Head-of-line blocking occurs when delivery of later data is delayed because earlier data has not yet arrived, even if the following data has already been received. This can increase latency even when sufficient network capacity is available.

UDP provides best-effort, unordered datagram delivery with minimal overhead. Reliability and ordering, if needed, must be implemented by the application.

Port numbers in TCP and UDP headers complete the addressing needed for process-to-process communication. While an IP address identifies a machine, a port number identifies a specific socket on that machine. A process may open multiple sockets, each with its own port.

Choosing Between TCP and UDP

TCP is widely used because it provides a simple and powerful abstraction for reliable communication.
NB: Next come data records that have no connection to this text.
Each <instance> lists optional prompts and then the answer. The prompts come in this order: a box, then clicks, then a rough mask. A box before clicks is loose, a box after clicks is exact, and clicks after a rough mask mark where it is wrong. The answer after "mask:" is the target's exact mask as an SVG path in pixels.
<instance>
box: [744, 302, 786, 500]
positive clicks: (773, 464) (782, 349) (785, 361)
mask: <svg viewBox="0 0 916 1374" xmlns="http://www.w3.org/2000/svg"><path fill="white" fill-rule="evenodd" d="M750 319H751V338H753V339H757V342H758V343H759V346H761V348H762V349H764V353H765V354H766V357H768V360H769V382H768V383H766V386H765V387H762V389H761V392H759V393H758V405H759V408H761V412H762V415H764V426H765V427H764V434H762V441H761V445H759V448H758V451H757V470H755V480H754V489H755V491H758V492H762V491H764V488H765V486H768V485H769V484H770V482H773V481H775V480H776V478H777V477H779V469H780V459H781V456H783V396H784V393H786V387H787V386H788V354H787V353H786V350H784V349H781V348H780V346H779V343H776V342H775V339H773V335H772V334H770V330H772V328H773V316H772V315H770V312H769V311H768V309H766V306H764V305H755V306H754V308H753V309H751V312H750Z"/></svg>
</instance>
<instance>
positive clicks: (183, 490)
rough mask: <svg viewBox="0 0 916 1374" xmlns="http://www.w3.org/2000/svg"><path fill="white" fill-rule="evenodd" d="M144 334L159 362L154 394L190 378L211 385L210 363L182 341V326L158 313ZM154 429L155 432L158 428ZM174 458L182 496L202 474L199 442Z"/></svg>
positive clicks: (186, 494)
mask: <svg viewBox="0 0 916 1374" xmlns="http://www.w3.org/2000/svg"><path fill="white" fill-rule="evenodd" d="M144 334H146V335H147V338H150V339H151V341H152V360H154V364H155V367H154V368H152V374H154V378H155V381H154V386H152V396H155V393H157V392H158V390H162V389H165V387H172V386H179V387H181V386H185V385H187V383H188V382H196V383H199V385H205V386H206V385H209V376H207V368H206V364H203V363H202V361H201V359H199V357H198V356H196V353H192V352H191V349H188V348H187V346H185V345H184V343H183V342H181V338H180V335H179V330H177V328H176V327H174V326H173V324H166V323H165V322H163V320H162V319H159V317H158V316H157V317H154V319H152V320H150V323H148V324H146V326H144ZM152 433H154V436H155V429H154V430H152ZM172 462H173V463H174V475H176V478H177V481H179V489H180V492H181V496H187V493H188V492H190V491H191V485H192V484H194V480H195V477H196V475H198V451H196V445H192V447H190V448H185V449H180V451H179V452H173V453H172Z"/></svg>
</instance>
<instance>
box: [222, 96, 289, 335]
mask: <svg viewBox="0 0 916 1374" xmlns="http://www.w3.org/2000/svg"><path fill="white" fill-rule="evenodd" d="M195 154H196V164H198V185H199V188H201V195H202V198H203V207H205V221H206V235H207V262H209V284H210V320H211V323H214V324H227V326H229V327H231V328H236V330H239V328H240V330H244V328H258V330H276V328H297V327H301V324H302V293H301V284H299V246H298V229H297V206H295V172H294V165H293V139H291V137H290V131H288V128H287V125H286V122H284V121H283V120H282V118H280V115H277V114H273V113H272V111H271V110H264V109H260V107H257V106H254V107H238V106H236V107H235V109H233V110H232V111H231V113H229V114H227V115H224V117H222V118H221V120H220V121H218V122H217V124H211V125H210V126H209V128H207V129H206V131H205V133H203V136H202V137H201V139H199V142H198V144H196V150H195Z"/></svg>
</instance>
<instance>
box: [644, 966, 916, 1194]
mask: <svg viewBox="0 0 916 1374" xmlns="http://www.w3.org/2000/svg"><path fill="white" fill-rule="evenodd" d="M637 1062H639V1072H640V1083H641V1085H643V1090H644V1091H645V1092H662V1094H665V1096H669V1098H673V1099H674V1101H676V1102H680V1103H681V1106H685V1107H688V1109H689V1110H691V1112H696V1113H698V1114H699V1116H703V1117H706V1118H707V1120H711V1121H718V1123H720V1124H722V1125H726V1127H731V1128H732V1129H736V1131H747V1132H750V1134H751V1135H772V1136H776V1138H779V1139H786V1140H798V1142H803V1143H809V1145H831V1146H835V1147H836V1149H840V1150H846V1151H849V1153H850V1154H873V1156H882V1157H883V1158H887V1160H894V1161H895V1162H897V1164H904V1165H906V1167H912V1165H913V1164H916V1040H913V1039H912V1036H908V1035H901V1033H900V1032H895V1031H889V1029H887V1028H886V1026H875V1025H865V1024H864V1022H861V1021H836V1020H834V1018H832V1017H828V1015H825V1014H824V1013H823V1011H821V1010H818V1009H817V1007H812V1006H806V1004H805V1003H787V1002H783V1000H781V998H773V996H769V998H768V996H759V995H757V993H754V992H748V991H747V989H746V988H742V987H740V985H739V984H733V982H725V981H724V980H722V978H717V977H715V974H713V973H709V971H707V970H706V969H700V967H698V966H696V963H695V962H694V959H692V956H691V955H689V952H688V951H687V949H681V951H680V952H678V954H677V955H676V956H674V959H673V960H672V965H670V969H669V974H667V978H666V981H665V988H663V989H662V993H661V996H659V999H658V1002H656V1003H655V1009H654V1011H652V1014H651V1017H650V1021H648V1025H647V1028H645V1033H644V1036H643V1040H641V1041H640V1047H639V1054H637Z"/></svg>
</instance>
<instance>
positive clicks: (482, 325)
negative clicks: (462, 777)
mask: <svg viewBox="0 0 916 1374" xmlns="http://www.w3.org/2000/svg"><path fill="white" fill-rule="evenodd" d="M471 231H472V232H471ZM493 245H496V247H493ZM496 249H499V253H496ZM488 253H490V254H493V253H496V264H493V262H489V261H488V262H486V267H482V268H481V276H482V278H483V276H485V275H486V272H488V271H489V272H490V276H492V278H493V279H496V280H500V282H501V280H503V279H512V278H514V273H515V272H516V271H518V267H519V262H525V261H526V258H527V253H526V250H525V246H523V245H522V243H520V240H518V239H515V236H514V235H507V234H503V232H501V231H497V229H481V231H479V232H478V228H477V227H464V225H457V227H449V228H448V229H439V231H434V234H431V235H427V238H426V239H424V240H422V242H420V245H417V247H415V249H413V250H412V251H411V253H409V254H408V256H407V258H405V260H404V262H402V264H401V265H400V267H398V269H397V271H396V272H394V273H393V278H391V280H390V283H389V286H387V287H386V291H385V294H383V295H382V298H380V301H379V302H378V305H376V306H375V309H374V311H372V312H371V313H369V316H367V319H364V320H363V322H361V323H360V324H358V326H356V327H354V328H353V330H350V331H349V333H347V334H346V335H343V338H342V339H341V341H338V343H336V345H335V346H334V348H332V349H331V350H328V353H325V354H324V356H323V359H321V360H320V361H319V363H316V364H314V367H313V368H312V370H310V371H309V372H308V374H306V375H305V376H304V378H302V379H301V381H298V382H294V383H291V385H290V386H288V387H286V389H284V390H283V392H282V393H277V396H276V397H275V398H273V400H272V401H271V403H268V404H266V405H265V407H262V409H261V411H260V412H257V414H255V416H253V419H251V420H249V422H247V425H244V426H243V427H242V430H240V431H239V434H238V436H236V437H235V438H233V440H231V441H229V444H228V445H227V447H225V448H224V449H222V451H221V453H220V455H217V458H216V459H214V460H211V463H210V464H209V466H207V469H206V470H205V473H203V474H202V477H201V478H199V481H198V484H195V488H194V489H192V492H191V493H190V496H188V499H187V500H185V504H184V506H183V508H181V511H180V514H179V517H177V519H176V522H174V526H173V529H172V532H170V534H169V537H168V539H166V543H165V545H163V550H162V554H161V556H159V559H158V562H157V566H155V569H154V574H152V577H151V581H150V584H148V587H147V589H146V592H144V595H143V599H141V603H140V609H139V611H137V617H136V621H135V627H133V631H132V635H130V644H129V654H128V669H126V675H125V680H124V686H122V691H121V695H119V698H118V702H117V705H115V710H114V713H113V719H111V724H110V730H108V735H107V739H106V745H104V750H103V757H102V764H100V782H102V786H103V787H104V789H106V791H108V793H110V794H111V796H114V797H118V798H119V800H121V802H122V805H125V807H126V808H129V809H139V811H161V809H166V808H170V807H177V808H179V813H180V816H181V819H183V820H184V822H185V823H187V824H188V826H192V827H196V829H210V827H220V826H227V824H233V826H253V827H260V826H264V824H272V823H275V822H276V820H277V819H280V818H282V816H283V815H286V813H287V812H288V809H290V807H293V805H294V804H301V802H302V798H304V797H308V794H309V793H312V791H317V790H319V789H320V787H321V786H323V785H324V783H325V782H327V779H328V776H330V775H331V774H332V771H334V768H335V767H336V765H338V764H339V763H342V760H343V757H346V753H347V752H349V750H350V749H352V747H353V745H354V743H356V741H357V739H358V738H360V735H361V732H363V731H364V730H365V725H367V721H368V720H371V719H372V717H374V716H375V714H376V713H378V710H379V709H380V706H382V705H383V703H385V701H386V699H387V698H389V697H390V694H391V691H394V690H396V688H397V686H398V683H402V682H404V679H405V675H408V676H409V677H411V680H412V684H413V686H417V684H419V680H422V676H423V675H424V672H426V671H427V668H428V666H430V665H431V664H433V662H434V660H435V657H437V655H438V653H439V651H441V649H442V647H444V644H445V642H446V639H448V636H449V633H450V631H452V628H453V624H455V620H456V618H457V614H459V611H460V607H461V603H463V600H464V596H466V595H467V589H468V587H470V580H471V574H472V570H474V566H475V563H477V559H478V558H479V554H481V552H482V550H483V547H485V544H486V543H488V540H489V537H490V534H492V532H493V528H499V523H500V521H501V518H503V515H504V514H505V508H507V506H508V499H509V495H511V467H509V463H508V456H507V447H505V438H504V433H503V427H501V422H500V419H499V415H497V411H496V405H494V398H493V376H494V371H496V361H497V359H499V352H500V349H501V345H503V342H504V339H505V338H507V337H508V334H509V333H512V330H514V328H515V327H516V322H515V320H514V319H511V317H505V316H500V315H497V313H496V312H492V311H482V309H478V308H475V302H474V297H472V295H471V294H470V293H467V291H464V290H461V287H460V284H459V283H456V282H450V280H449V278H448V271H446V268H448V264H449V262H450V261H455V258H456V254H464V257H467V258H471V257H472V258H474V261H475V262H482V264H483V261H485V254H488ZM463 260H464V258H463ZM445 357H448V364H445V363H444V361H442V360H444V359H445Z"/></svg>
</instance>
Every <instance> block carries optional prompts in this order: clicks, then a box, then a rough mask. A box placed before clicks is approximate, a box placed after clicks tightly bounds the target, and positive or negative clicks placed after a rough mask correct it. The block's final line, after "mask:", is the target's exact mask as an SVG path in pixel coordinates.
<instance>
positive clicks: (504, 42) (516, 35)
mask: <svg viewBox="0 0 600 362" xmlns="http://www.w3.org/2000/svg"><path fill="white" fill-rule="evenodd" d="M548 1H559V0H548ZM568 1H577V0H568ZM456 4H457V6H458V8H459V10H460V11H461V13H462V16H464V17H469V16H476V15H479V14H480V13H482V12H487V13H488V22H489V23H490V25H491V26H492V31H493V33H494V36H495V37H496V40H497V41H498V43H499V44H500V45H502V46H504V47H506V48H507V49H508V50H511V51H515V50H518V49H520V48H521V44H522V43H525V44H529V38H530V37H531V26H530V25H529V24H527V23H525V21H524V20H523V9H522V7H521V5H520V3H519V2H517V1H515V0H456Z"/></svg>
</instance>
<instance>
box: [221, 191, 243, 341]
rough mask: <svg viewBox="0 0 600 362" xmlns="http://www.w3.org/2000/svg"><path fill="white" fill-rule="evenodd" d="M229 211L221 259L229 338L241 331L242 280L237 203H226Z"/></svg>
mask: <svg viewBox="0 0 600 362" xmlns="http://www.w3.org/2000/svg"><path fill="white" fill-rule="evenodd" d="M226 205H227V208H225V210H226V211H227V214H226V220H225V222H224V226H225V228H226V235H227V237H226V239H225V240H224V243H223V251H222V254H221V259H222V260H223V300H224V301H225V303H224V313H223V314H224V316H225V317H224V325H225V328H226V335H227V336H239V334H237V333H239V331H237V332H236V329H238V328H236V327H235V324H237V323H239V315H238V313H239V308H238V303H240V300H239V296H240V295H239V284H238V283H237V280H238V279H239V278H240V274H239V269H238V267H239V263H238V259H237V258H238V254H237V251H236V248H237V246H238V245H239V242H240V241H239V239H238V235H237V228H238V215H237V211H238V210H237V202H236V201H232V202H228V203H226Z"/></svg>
UDP is used when low latency matters, when applications can tolerate loss, or when applications want control over reliability and timing.

Protocols such as DNS (domain lookups) and NTP (setting time) use UDP because they send short messages, don’t want the overhead of setting up a connection, and the servers don’t want the overhead of maintaining connection state for potentially a huge number of clients. For NTP, any retries because of lost packets can result in asymmetric send/receive times, throwing off synchronization.

Choosing between TCP and UDP is a design decision about where responsibility for correctness and recovery should reside.

QUIC

QUIC is a modern transport protocol built on UDP. It provides TCP-like reliability and congestion control while supporting multiple independent streams to avoid head-of-line blocking.

QUIC runs in user space and exemplifies the end-to-end principle.

Key Points

Distributed systems trade local simplicity for scalability, availability, and flexibility.

The architecture determines whether adding components improves or harms availability.

Transparency is a design goal, but is rarely fully achievable.

Network timing assumptions affect what guarantees a system can provide.

Networking assumptions, particularly best-effort delivery and endpoint responsibility, shape all distributed system designs.

Understanding communication semantics is essential for reasoning about correctness, performance, and failure.

What You Don’t Need to Study

Historical system details (SAGE, Sabre specifics)
Specific processor specs (core counts, transistor counts)
Dennard scaling/law (this shows how power/heat limited clock speed growth)
STCO (system technology co-optimization): this is very tangential
Metcalfe’s Law (understand that network effects exist, but the name/formula isn’t core)
Specific heterogeneous computing components (GPUs, neural engines, etc.)
The six specific transparency types (location, migration, replication, concurrency, failure, parallelism); but understand the general concept that distributed systems aim to hide distribution from user
Specific cloud provider product names
Probability formulas for series/parallel systems (but understand the implications)
OSI layer numbers
Socket API details